Guest column: The communication between the gut and the brain – The gut-brain axis

This is a column by Catharina Lavebratt, who is a lecturer in medical genetics at the Institute for Molecular Medicine and Surgery at the Karolinska Institute. Catharina also leads the research group, Translational Psychiatry, and works at the Centre for Molecular Medicine at Karolinska University Hospital. Catharina’s research is focused on understanding the molecular mechanisms behind psychiatric disorders in order to enable better diagnosis as well as preventive and individualised treatment. At the time of writing, Catharina is leading a clinical study into ADHD and gut flora at the Karolinska Institute. Her co-author is Catharina’s doctoral student, Miranda Stiernborg, M.Sc. in Biotechnology.

We live in a microbiotic world, where we’re constantly surrounded by microbes such as bacteria, viruses and fungi. Our bodies are also home to several billion microbes and 99% of the human body’s genetic code belongs to microbes that have inhabited in our bodies, with the intestines constituting the largest microbial community. In fact, we humans have never existed without having microbes living inside us – for hundreds of thousands of years we’ve been coexisting and we’ve therefore developed a very important partnership with these organisms. If this partnership doesn’t work, or the microbes in our guts are unbalanced, this has an effect on the rest of the body. Because the billions of tiny organisms in our gut affect much more than just their homes, they can affect our bodies in many ways, far beyond the walls of the gut.

What is the gut-brain axis?

Researchers have long been able to see a connection between an upset stomach and conditions that affect the brain, e.g. mental and neurodegenerative diseases [1], but they could not explain this link. Because what do the stomach and the brain really have to do with each other? The stomach and the brain having a direct connection may seem surprising. They’re far apart from each other and have different principal functions. However, the situation in the stomach, and specifically the microbes that live in our intestines, the microbiota, actually affects our brain. How this takes place is explained at present by the gut-brain axis, among other things.

The gut-brain axis is a collective name for the communication pathways between the intestines and the brain. The communication takes place via the nervous system, the blood, and the immune system, among others. The approximately 2kg of microbes in our guts have a bigger effect on this communication than we previously believed, and we know the most about the role of bacteria. However, we’re currently far from having a comprehensive image of their actual effect.

The microbes in the gut having an effect on the brain has been shown, for example, through studies where researchers have created so-called bacteria-free mice and rats. These animals have shown altered behaviours in terms of how active they are, their social interaction, and displaying behaviours similar to anxiety and depression [2]. Furthermore, researchers on several studies of mice and rats have observed that even taking antibiotics, which significantly reduce the number of microbes, causes similar behavioural changes. Effects on behaviour have been observed, especially when the gut microbes have been reduced in young animals [3]. But even though studies suggest a communication between intestinal microbes and the brain in mice and rats, it’s not yet completely clear how this happens. To understand this, we need to go deeper, to a molecular level.

But how does the communication between the gut and the brain actually take place?

The gut-brain axis is, as I said, comprised of the different ways the gut and the brain communicate, some modes of communication are more direct than others. The vagus nerve, which is one of 10 nerves whose roots are located in the brain, is the fastest and most direct link between the intestine and the brain. The fibres of the vagus nerve extend into the intestinal wall where they can be reached by molecules from the microbes, among others. These molecules, such as serotonin, dopamine, glutamate and GABA, can affect the signals that travel to the brain through the fibres of the vagus nerve and thus have an effect on the nerve cells in the brain.

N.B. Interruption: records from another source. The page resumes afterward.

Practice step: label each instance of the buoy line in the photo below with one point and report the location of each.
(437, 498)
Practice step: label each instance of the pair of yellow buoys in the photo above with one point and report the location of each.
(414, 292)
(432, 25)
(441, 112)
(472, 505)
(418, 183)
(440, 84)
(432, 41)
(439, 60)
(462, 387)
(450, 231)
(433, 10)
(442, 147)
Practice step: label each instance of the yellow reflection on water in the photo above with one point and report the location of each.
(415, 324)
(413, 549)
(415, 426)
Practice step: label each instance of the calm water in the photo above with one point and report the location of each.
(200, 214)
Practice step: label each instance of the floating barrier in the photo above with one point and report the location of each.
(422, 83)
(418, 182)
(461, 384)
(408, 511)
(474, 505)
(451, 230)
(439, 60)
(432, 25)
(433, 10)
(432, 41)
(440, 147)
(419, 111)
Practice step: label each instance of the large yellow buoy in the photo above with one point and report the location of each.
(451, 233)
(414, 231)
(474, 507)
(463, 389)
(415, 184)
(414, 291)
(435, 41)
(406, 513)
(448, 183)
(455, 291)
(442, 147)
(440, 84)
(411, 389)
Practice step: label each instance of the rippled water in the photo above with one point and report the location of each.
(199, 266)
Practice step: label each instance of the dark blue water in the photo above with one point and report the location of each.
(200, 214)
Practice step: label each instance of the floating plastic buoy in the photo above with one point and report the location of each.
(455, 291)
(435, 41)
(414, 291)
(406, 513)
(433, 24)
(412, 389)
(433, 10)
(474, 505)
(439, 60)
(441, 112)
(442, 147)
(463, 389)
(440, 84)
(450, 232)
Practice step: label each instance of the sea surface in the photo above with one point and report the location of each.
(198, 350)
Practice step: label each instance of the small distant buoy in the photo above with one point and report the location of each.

For example, researchers added a bacterial strain to the guts of the mice and observed increased communication between the nerve cells in certain parts of the brain, as well as the mice being more resistant to stress and showing fewer depressive behaviours. But when the mice had their vagus nerve cut, these traits were no longer seen[4].

The gut-brain axis also features indirect communication, which mostly happens via waste products from the microbes. Like us humans, many of the microbes in our guts have a metabolism. Different microbes produce different kinds of small molecules from the broken-down food in our intestines. These small molecules can be transported through as well as communicating with the cells of the intestinal wall, which means that these molecules can reach or initiate reactions that affect the body. One fairly thoroughly studied waste product of the bacteria in our gut is short-chain fatty acids (SCFAs), whose primary source is the bacteria that break down fibre in the gut. These fatty acids can be transported through the intestinal wall and found in small amounts in the blood and spinal fluid. SCFA’s affect a lot of processes such as the intestinal wall’s impermeability, stimulation of the vagus nerve, and the processes of the immune system.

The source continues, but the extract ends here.